Boston Children's Hospital, Boston, MA, USA.

BACKGROUND: Maximum detrusor pressure (MaxPdet), obtained at the end of the filling phase in cystometry, is regarded as an important variable in predicting renal deterioration, but it may be susceptible to artifact induced by the artificial rate of bladder filling. To address this potential artifact, we recorded bladder and intra-abdominal pressures for two minutes after filling had stopped to allow the bladder to reach an equilibrium pressure. The aim of this study was to characterize the equilibrated pressure at end filling (EPEF), a new urodynamic parameter, and to determine its relationship to MaxPdet.
METHODS: We randomly selected 200 initial urodynamic studies performed in children >= 6 years old between 1/2015 and 1/2016, excluding those lacking a recorded EPEF and MaxPdet. The remaining studies (n=181) were reviewed for parameters, MaxPdet and EPEF. The difference between MaxPdet and EPEF was evaluated using the paired t-test, and their variances were then compared with the Pitman-Morgan test. Thereafter, a subset analysis evaluating the effect of anticholinergic or beta agonist usage was completed using the paired t-test.
RESULTS: The study included 181 patients (104 females:77 males). Median age = 13.1 years (IQR:9.4-17.0). The three most common indications for study involved: spina bifida (n=85, [47.0%]), incontinence (n=51, [28.2%]), and tethered cord (n=41, [22.7%]), with some children having >1 indication. 92 (50.8%) were taking either an anticholinergic or beta agonist at the time. Of 181 studies, EPEF was lower on average than MaxPdet by 6.2 cm H20 (95%CI:5.0-7.4, p<0.0001). The standard deviation of EPEF was smaller than that for MaxPdet (9.7 vs. 11.0, p=0.0123) (Figure 1). An in-depth analysis of 35 children (19.3%) who did not leak between MaxPdet and EPEF measurements revealed that, on average, EPEF was < MaxPdet by 4.0 cm H20 (95%CI:1.8-6.2, p=0.0007). When analyzing children on bladder modulating medication, the difference between MaxPdet and EPEF was smaller for those taking either an anticholinergic or beta agonist than for those on no medicines (4.6 vs. 7.9 cm H20, p=0.0045) (Figure 2).

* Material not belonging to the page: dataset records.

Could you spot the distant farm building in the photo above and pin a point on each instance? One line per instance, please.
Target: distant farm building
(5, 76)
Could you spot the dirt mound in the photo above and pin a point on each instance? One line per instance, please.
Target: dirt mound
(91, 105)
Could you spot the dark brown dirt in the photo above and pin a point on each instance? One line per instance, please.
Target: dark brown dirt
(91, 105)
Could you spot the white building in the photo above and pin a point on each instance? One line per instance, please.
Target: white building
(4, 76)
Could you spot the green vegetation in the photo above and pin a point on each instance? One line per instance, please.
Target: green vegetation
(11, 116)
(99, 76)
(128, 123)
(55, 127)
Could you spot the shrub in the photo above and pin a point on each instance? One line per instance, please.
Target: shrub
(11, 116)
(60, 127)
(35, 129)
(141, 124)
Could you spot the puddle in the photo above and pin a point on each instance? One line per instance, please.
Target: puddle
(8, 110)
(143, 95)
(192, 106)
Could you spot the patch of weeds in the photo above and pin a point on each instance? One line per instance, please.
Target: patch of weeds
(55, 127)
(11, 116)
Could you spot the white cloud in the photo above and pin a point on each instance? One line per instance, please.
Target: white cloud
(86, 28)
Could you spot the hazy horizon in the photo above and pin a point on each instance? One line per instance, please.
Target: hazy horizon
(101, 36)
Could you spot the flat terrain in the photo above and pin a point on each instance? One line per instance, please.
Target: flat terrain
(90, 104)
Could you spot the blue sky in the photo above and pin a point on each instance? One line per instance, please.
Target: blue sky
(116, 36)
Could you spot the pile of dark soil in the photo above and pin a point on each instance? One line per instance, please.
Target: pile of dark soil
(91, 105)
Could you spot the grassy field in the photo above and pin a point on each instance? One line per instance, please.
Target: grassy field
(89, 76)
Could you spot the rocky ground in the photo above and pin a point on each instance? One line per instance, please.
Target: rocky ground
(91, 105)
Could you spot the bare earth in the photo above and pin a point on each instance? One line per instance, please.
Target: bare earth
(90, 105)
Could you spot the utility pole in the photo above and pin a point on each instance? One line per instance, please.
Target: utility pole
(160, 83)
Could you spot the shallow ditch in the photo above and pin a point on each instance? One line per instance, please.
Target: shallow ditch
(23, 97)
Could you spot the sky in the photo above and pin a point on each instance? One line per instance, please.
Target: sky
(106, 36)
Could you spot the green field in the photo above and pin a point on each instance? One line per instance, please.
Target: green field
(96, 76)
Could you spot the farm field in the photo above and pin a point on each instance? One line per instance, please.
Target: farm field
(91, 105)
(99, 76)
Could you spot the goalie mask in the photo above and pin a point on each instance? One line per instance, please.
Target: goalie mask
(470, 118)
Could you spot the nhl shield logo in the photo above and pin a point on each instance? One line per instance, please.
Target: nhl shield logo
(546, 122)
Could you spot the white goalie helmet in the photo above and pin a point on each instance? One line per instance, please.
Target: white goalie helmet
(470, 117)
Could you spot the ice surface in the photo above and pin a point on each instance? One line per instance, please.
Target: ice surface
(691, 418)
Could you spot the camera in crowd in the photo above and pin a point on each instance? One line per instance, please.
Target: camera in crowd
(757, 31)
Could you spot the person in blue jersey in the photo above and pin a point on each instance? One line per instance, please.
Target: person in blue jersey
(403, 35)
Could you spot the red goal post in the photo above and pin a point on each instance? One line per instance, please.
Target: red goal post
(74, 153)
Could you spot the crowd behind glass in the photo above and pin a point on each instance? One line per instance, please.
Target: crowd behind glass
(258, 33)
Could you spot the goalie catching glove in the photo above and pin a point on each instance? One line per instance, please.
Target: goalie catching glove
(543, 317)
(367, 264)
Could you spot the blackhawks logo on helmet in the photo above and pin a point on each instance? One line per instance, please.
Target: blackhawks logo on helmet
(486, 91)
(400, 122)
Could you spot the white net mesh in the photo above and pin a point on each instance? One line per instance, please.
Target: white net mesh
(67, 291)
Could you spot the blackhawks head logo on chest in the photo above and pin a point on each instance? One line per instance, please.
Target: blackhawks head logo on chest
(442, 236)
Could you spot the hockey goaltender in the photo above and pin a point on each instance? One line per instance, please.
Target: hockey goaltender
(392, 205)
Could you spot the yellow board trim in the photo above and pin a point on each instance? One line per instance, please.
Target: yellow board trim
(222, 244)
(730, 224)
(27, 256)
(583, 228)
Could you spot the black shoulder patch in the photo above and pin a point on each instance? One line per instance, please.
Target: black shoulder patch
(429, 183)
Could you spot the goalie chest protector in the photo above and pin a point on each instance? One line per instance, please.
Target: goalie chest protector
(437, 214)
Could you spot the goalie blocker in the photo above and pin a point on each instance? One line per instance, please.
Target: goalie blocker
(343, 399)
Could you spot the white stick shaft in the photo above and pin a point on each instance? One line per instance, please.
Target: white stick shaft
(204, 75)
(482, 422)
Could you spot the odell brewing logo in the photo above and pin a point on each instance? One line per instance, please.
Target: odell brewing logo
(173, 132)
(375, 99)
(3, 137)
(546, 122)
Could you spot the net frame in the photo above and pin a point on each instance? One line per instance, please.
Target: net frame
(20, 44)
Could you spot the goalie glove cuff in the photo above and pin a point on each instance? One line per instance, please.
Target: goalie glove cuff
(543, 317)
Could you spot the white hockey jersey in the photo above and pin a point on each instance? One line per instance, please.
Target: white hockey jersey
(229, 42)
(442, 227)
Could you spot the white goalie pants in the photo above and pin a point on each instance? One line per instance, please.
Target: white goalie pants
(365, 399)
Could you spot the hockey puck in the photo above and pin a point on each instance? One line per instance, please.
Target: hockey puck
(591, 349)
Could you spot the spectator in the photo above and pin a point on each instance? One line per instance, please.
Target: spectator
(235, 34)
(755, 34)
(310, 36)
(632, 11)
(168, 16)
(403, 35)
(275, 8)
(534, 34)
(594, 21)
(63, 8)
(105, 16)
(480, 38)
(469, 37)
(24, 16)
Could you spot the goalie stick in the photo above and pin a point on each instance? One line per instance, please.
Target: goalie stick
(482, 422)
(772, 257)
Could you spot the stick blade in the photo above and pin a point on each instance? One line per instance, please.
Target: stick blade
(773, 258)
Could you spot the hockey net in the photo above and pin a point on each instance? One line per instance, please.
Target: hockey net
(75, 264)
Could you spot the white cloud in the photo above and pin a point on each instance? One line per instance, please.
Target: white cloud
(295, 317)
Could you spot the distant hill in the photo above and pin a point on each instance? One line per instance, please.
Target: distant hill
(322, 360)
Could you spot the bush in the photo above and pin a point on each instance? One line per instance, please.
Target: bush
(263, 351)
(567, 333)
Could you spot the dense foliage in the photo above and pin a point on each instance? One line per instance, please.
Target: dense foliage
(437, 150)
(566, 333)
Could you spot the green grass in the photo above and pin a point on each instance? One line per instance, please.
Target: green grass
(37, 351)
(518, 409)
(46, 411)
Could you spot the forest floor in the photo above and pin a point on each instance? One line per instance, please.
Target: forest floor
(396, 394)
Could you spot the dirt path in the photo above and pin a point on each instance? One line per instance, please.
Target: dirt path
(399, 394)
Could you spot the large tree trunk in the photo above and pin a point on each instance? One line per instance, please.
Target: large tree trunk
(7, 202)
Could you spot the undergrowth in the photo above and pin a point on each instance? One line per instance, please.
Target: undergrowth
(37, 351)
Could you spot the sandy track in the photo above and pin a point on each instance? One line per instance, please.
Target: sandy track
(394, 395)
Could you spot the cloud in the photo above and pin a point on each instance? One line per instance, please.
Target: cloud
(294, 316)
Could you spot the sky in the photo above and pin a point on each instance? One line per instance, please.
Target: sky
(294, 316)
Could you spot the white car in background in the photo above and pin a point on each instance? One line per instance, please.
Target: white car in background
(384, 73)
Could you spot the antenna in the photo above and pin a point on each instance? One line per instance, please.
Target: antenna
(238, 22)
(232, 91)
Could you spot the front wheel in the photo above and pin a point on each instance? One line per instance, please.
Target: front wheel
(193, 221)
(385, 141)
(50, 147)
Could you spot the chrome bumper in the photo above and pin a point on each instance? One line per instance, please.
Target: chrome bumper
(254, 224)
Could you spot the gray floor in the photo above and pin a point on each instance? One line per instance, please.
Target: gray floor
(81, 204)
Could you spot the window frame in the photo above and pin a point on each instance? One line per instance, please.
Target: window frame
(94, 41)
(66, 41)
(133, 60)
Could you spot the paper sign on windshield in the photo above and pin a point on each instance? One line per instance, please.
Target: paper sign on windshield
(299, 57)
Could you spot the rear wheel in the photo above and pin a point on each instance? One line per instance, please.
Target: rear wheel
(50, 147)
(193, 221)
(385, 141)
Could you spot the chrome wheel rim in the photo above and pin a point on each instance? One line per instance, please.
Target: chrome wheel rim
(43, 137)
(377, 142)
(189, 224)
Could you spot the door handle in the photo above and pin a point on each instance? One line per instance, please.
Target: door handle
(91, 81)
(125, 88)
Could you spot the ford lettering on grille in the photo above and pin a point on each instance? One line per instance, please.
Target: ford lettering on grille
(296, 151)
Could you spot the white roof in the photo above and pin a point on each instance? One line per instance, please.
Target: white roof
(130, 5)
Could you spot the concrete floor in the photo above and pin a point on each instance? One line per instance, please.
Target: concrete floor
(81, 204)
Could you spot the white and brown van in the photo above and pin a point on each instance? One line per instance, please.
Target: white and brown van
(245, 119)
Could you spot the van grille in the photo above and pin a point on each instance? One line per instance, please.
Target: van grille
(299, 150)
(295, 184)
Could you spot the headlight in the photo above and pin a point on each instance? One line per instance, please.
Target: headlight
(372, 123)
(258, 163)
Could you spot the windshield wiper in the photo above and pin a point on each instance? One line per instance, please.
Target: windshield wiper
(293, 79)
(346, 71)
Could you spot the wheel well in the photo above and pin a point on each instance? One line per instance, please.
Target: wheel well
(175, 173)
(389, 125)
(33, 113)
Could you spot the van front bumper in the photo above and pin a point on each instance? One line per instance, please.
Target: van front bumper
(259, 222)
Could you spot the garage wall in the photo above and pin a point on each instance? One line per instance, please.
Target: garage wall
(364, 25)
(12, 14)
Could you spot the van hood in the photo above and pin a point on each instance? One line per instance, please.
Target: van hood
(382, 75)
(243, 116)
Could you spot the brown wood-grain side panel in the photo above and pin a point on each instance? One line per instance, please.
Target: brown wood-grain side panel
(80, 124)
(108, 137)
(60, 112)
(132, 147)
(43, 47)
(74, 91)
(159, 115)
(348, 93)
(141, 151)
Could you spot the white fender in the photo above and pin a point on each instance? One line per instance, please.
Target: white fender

CONCLUSIONS: Allowing for equilibration after maximum bladder filling results in a significant average decrease in detrusor pressure by 6.2 cm H20. The EPEF demonstrates a smaller variance and may more accurately reflect the maximal pressure exhibited by the bladder under physiologic conditions. Given the difference between MaxPdet and EPEF is smaller in children taking either an anticholinergic or beta agonist, we hypothesize these medications may provide a protective benefit against pressure artifacts introduced by standard fill (10% of expected capacity/min) cystometry.